Knowledge base

How read h5ad file with seurat package

Introduction

H5ad files were uploaded as available data in some paper of scRNA. But I always analysis scRNA data by seurat package in R. As we known, there is a function named Read10X_h5 for reading filtered matrix in seurat package. But seurat package does not include any function to read h5ad file, which were from pipeline of scanpy.So some command is needed to solve this problem.

Code exmaple

Installation of reticulate and renv,intall needed package of R and python

# Install renv
install.packages("renv")

#We can then ask {renv} to create an environment for us:
renv::init()

#Install {reticulate} package installed in our new renv environment:
renv::install("reticulate")

#We also want to use a Python environment:
renv::use_python()

#install the R packages used during this tutorial:
pkgs <- c(
    "renv",
    "reticulate",
    "png",
    "ggplot2",
    "BiocManager",
    "Seurat"
)

bioc_pkgs <- c(
    "SingleCellExperiment",
    "scater",
    "multtest"
)

# If you are using an {renv} environment
renv::install(pkgs)
# Install Bioconductor packages
BiocManager::install(bioc_pkgs, update = FALSE)
py_pkgs <- c(
    "scanpy",
    "python-igraph",
    "louvain"
)
reticulate::py_install(py_pkgs)

# This records the changes you have made so they can be restored later if necessary
# When you load R in same work path, this enviroment will be restored automatically .
renv::snapshot()

Load needed packge and data

library(Seurat)
library(data.table)
library(reticulate)
library(renv)
library(ggplot2)

Read scanpy model

sc <- import("scanpy")
setwd("/home/hxzk/project/Qu/Heart/")

Read read h5ad file by scanpy model

annData = sc$read_h5ad("data/figshare_8273102/Heart_droplet.h5ad")

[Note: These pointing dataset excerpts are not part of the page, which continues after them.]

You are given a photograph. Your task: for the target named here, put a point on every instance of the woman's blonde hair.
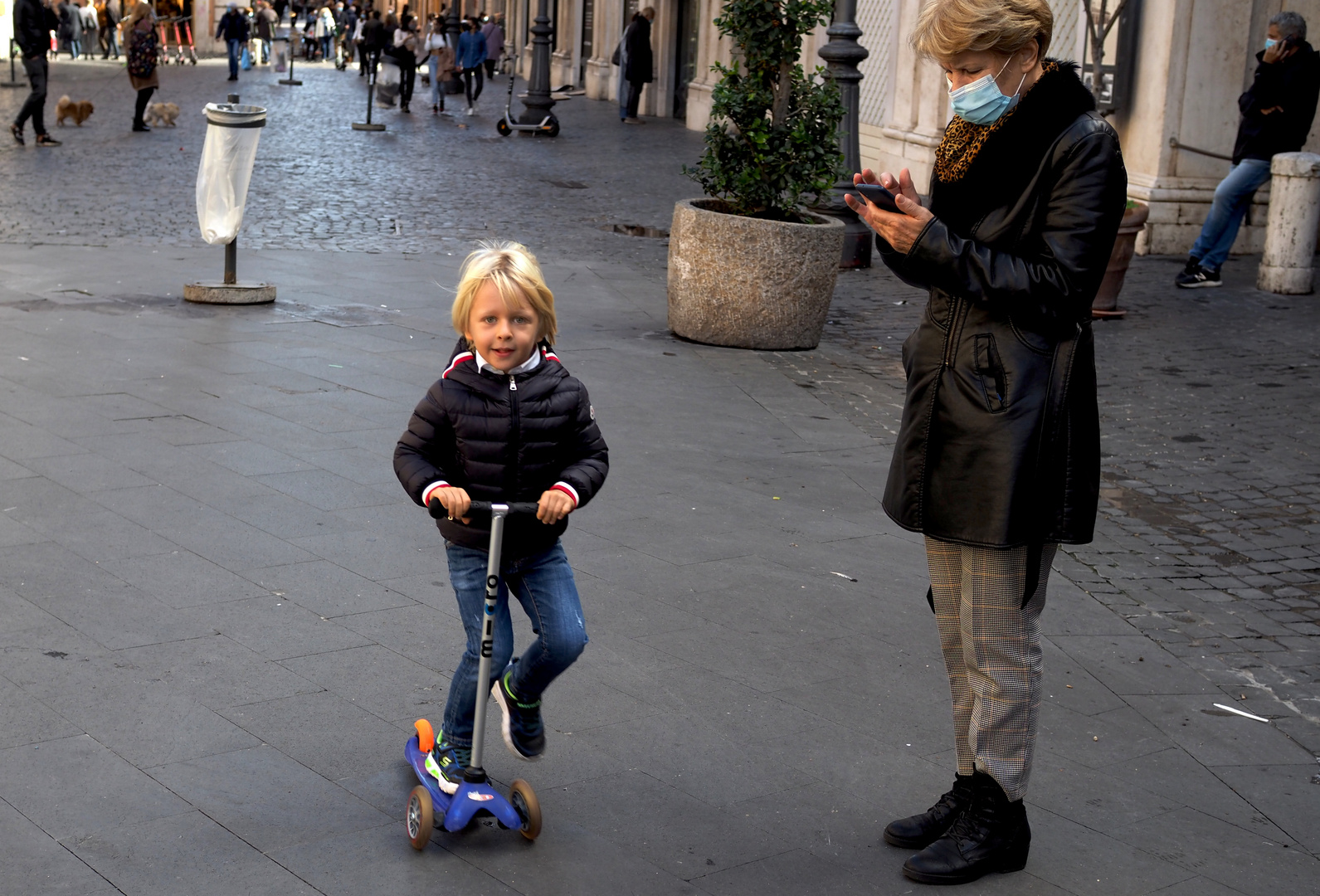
(515, 274)
(945, 28)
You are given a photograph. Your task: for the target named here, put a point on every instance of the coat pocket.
(989, 370)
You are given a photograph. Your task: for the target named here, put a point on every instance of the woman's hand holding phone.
(897, 228)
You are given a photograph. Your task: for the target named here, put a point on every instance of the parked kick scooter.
(474, 796)
(549, 125)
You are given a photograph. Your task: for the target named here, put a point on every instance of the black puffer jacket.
(1000, 444)
(503, 438)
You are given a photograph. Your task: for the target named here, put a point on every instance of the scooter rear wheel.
(528, 808)
(420, 817)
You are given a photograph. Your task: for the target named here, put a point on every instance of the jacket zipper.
(514, 436)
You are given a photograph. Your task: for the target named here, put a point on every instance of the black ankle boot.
(991, 835)
(919, 831)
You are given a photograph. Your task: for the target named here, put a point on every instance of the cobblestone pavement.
(1210, 532)
(424, 185)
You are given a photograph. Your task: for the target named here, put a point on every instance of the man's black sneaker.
(1195, 277)
(446, 763)
(524, 734)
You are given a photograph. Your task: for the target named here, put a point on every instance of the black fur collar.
(1013, 152)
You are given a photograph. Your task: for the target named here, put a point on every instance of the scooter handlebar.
(437, 509)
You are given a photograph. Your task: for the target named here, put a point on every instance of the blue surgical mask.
(982, 102)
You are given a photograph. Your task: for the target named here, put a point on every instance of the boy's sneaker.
(524, 734)
(446, 763)
(1195, 276)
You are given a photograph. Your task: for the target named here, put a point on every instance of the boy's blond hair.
(515, 274)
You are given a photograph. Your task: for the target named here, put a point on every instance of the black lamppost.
(538, 105)
(841, 56)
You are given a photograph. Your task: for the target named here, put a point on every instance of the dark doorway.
(587, 33)
(685, 53)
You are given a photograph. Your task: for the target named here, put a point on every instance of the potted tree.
(748, 267)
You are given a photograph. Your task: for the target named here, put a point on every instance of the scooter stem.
(484, 668)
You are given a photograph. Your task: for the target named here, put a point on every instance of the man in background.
(1277, 114)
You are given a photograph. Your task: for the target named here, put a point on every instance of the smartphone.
(878, 196)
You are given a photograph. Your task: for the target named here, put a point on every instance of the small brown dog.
(161, 114)
(66, 109)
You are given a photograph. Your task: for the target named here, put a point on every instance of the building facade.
(1179, 67)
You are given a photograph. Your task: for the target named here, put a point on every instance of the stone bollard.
(1290, 238)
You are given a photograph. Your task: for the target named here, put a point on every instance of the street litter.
(1241, 713)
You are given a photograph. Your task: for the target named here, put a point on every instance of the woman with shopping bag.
(142, 41)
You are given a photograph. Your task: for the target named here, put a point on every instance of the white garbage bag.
(387, 82)
(226, 169)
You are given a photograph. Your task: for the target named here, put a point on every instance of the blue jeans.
(235, 51)
(1232, 198)
(544, 585)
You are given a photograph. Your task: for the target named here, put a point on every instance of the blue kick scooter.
(474, 796)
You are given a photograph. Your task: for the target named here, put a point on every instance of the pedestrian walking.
(406, 48)
(373, 41)
(110, 13)
(440, 61)
(469, 58)
(142, 48)
(494, 35)
(504, 422)
(324, 33)
(33, 20)
(71, 29)
(234, 29)
(639, 65)
(267, 20)
(1277, 114)
(997, 460)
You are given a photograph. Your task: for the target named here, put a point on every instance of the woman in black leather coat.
(998, 457)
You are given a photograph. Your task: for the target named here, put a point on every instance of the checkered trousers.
(991, 638)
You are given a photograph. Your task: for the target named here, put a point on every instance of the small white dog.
(161, 114)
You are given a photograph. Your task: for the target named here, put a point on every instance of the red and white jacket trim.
(431, 489)
(458, 359)
(567, 489)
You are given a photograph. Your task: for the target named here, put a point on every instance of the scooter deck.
(470, 799)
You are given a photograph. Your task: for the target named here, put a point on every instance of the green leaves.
(774, 131)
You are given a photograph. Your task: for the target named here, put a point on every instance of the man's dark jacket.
(639, 65)
(32, 27)
(1000, 442)
(1291, 85)
(232, 27)
(503, 438)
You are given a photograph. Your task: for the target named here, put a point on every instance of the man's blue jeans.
(544, 585)
(235, 51)
(1232, 198)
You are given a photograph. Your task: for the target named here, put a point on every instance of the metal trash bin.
(223, 174)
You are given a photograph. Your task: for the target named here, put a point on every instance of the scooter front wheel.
(527, 806)
(420, 817)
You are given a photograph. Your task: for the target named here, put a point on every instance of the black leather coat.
(1000, 442)
(503, 438)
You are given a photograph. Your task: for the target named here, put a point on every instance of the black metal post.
(841, 56)
(13, 78)
(290, 80)
(538, 103)
(231, 261)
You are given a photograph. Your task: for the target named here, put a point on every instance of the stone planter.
(1105, 304)
(748, 283)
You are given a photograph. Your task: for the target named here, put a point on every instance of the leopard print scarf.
(962, 140)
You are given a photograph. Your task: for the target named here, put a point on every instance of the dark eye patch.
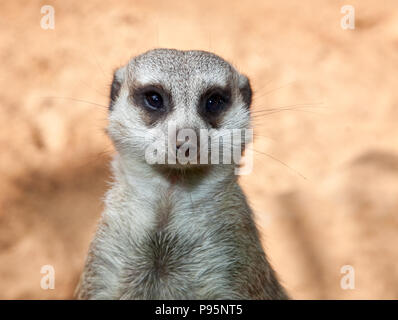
(213, 104)
(154, 100)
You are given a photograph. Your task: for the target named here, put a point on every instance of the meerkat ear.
(245, 90)
(118, 78)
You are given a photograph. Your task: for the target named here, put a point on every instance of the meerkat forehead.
(174, 68)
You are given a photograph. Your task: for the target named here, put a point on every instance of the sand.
(324, 186)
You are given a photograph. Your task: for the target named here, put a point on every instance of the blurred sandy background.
(340, 132)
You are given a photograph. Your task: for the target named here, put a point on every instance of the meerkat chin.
(176, 226)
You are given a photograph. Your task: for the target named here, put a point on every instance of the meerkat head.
(167, 94)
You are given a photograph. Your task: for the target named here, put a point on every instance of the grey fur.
(187, 237)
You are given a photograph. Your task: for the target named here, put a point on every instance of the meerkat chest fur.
(177, 229)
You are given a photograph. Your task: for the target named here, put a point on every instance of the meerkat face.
(165, 95)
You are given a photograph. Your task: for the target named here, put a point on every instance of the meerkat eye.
(215, 103)
(153, 100)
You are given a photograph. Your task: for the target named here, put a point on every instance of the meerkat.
(176, 231)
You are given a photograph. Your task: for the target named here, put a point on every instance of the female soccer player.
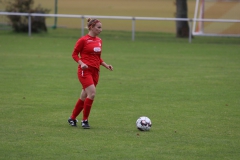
(89, 47)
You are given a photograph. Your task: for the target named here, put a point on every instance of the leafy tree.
(20, 23)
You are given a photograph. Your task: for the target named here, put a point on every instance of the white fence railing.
(133, 19)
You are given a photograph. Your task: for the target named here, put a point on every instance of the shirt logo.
(97, 49)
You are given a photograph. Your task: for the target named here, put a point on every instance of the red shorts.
(88, 76)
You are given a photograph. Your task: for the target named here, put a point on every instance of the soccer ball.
(143, 123)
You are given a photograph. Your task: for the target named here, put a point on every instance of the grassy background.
(189, 91)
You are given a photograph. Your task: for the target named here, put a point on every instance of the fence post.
(29, 25)
(190, 31)
(133, 28)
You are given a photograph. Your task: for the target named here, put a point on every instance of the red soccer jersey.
(90, 49)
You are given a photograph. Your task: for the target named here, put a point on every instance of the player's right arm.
(77, 49)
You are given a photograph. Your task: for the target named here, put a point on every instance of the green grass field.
(191, 92)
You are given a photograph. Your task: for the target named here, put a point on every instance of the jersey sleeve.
(77, 49)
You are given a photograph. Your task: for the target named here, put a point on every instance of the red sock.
(87, 108)
(77, 109)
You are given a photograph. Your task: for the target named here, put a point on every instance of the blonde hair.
(91, 22)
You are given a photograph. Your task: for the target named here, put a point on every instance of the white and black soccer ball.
(144, 123)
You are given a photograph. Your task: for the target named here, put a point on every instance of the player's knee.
(92, 95)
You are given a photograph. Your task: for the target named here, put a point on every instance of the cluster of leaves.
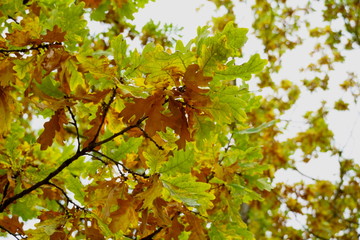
(325, 209)
(136, 144)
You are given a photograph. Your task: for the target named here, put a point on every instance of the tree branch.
(122, 165)
(65, 164)
(105, 111)
(152, 235)
(137, 124)
(76, 128)
(9, 232)
(68, 199)
(151, 139)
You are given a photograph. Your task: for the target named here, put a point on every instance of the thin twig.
(76, 128)
(68, 199)
(151, 139)
(8, 231)
(24, 50)
(105, 111)
(303, 174)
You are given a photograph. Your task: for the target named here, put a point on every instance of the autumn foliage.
(162, 141)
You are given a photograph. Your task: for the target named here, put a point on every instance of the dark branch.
(25, 50)
(137, 124)
(76, 128)
(105, 111)
(151, 139)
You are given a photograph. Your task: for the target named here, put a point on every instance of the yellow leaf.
(150, 194)
(6, 107)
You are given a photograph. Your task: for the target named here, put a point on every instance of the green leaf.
(246, 193)
(76, 77)
(181, 162)
(184, 188)
(119, 47)
(263, 184)
(257, 129)
(74, 185)
(25, 207)
(244, 71)
(228, 105)
(22, 67)
(154, 158)
(50, 87)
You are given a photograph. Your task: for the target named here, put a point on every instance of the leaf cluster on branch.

Create seurat object from h5ad data

# Create seurat object
exprs <- t(data.matrix(annData$X))
colnames(exprs) <- annData$obs_names$to_list()
rownames(exprs) <- annData$var_names$to_list()
# Create the Seurat object
seurat <- CreateSeuratObject(exprs)
# Set the expression assay
seurat <- SetAssayData(seurat, "data", exprs)
# Add observation metadata
seurat <- AddMetaData(seurat, annData$obs)
# Zscore normalization if we need
norm_expr <- apply(exprs, 2, function(x) (x - mean(x))/sd(x))
# Add fetaure metadata
seurat[["RNA"]][["n_cells"]] <- annData$var["n_cells"]
# Add embedding
embedding <- annData$obsm["X_umap"]
rownames(embedding) <- annData$obs_names$to_list()
colnames(embedding) <- c("umap_1", "umap_2")
seurat[["umap"]] <- CreateDimReducObject(embedding, key = "umap_")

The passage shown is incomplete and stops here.